Abstract
Shape selectivity of V4 neurons for stimuli whose discrimination depends on V4 William H. Merigan, Department of Ophthalmology and Center for Visual Science, University of Rochester, Rochester, NY.
Purpose: To determine if V4 neurons show the requisite shape selectivity to mediate a discrimination that has been shown to depend on V4. Shape stimuli differed in geometric shape, but were matched in average luminance, contrast, orientation content, etc. ,Methods: The geometric shape stimuli consisted of a 4 x 4 arrays of oblique line segments, and thus, were closely matched in global properties. We tested discrimination of these stimuli by requiring monkeys to decide if successively presented stimuli were the same or different. The patterns were presented, under controlled fixation, at different locations in the visual field, such that the either first (sample) or second (test) stimuli of the comparison pair matched the location and size of the receptive field. An earlier study has shown that V4 lesions eliminated the ability of monkeys to discriminate these stimuli in this same testing paradigm. Results: Many V4 neurons showed moderate shape selectivity for the tested shape stimuli.
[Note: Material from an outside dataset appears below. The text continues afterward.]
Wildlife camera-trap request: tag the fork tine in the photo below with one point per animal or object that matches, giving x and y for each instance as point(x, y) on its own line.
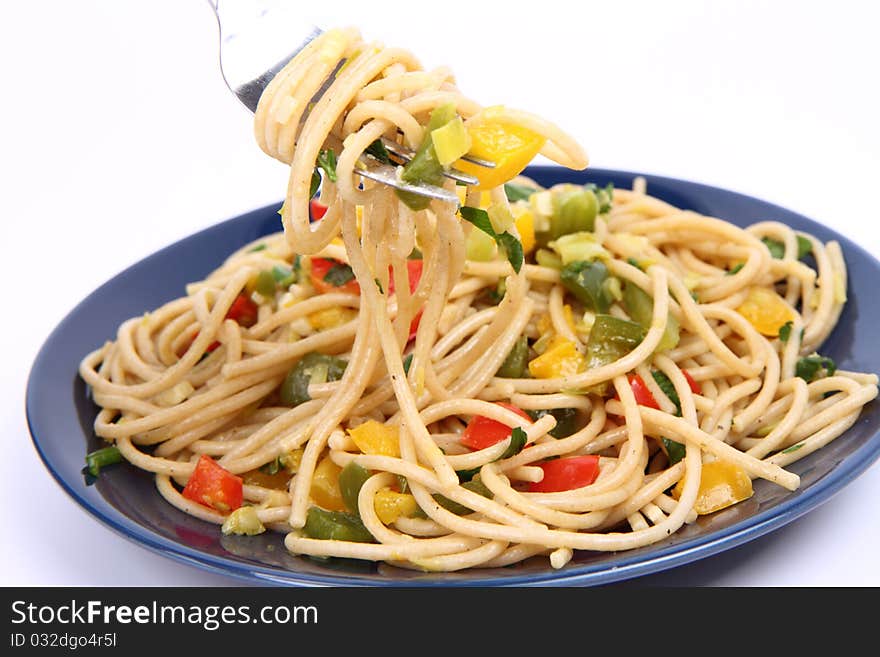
point(387, 175)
The information in their response selectivity was sufficient to mediate correct discrimination based on the responses of only a few neurons. Conclusions: These results suggest that the discrimination of these shapes is dependent on neurons in area V4, and that these neurons have sufficiently selective responses to these stimuli to mediate the observed behavioral performance. Supported by EY 08898, and P30 EY01319 from NIH.